We also would like to be able to be in a position to present to the ministers imaginative options and some honest dealing, in terms of problem analysis. We do acknowledge, of course, the tension between short-term pragmatism and long-term aspirations.

There are, I think, some opportunities relating to the statutory mandate that we have to present an annual report to the minister. And that is that it does provide an opportunity to measure and promote the value of the health workforce to New Zealand's economy, the community, whānau and individual being.

I foolishly indicated to the board that I would present at the first meeting a sort of meta-analysis, a quick lit review of all of the material that I could find on health workforce development in New Zealand in the last five or six years-- so all of the research that had been written from a variety of aspects.

Now, that was a foolish promise because instead of a sort of day's intense reading, it became weeks and weeks of scurrying around trying to find material. But one thing that emerged out of that process was a sense, for me, that the actual value of the health workforce-- not only economically, but also socially and in terms of its community contribution-- had been under-theorized and under-conceptualized.

So if we were to take the 230,000 people that the Simpson report estimates is in the health workforce and you say, multiply that by $60,000 might be the average salary. You get into the billions and billions of dollars. That's before you look at the value of employment in communities.

So for example, in Waitemata and probably in all DHB areas, the DHB is, of course, the predominant employer, with 7,500 staff ranging from Kaipara down to the Harbour Bridge, where obviously a major impact on our communities.

And so I see an important first step for the health workforce advisory board is to do some work around the value of the health workforce in general, which I think would help with discussions more broadly about values. It would help with discussion politically, perhaps, with treasury. It would help in terms of career development and recruitment. It could be valuable generally.

So another, I think, important benefit of an annual report to the minister is that we can bring critical and strategic workforce issues not only to his attention, because he probably already knows of many of them, but also to the attention of parliament and to the public. We should be able to use that to engage more widely, in terms of media debate, about health workforce needs and strategic directions. And of course, hopefully, our annual report would help catalyze policy and perhaps legislative response.

I think we're very, very lucky to be starting at a propitious time, just simply because of the huge number of health sector reform reports that have been issued and promoted and read and widely distributed in the last year-- so the mental health inquiry reports.

There's Heather's report, the Health and Disability System Interim Report, which contains some directions for health workforce around skills development, around well-being, and around criticality issues.

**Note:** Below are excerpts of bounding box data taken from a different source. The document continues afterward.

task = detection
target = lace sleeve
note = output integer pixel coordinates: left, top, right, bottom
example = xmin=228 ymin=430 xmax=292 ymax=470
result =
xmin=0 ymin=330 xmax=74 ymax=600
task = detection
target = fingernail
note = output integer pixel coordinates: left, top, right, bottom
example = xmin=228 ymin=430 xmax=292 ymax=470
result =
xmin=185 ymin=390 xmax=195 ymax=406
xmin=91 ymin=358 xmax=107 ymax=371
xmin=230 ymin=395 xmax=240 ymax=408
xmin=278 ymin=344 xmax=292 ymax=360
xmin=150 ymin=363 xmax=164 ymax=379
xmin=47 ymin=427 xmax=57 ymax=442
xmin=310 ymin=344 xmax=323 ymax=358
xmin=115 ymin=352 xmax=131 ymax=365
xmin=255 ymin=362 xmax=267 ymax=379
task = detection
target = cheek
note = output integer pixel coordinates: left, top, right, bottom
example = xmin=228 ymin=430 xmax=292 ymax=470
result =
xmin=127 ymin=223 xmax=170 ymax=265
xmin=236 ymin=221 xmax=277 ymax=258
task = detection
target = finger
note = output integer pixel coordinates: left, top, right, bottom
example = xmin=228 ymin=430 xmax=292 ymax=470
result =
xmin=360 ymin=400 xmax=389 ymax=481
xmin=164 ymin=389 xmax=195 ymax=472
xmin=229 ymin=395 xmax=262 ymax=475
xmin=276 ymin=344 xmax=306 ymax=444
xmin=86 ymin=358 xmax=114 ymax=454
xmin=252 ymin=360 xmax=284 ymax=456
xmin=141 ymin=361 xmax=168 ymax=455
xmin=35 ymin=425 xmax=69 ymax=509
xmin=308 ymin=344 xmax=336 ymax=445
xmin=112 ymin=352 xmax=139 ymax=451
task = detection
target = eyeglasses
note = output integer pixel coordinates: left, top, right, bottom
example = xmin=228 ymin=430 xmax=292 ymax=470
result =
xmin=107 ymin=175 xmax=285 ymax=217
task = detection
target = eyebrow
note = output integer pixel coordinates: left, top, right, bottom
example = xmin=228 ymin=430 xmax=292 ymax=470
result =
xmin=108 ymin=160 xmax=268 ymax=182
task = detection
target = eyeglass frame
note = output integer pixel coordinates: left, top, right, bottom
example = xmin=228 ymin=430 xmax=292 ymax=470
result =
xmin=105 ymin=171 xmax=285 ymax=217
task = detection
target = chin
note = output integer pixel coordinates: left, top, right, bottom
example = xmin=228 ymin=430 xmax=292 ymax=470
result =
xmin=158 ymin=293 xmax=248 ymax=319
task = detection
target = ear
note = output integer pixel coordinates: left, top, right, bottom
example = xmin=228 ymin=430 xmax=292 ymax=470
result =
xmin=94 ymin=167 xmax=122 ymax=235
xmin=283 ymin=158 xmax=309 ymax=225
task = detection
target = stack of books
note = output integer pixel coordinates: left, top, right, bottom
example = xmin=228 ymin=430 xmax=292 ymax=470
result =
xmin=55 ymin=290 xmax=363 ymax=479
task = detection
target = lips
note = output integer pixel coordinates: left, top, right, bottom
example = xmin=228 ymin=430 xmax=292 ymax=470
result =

I also think there's been quite strong problem analysis undertaken around health workforce and suggested directions for strategic development.

And then comes the challenge I think for the health workforce advisory board and for the ministry, who we hope to work very closely with, and other sector players, including the education sector, of who, why, when, and resourcing and the identification of the best options moving forward. So we start from a platform, I think, of really good available information about the health sector.

But if there's one overarching observation that all of that material presents to us, I think, if you read it at one hit, which I tried to do over a couple of weeks, is that nationally, we have no really other alternative, other than to face the changes that are coming and to deal with them because globally, I think we're in a situation where the health workforce is under pressure in terms of retention, in terms of attraction, and in terms of New Zealand's identity. It is such a strong component of employment in New Zealand. We must face the challenges as they're emerging.

This is where we're asking for your help. We're very, very keen, as we get underway, to undertake stakeholder meetings. We're interested over the year to meet as many people who are engaged in health workforce issues as possible, to meet representatives of the various stakeholder groups in both the regulated and unregulated health workforces.

We would also like to gather up as much research-led evidence and policy material as we can. So we're keen to ensure that anything that's been written or thought about, that we know about it.

It's quite hard, I think, when you do try and do a sort of meta-review to know whether someone has written about specific needs in midwifery or specific needs about sonography or whether there is something about predictive modeling. So all of that material, we need to know about. So if you're in a research environment in any way, shape, or form, we'd be very keen to know of your work.

And the third thing that we'd like to do as we move forward-- and these are not exclusive ways in which we want to engage with you, but they're some ways-- is that we are very, very keen to gather up best-practice examples so that as we develop what we think is a strategic overview, we take advantage of the dozens and hundreds of things that are happening out there in DHB land, in the community, and primary sectors in the unregulated health workforce that are examples of very good health workforce development practice.

So that's me done and dusted. Thank you very much indeed. I'm in the very lucky position of being too new to answer any really critical questions, other than to say I am optimistic about the future.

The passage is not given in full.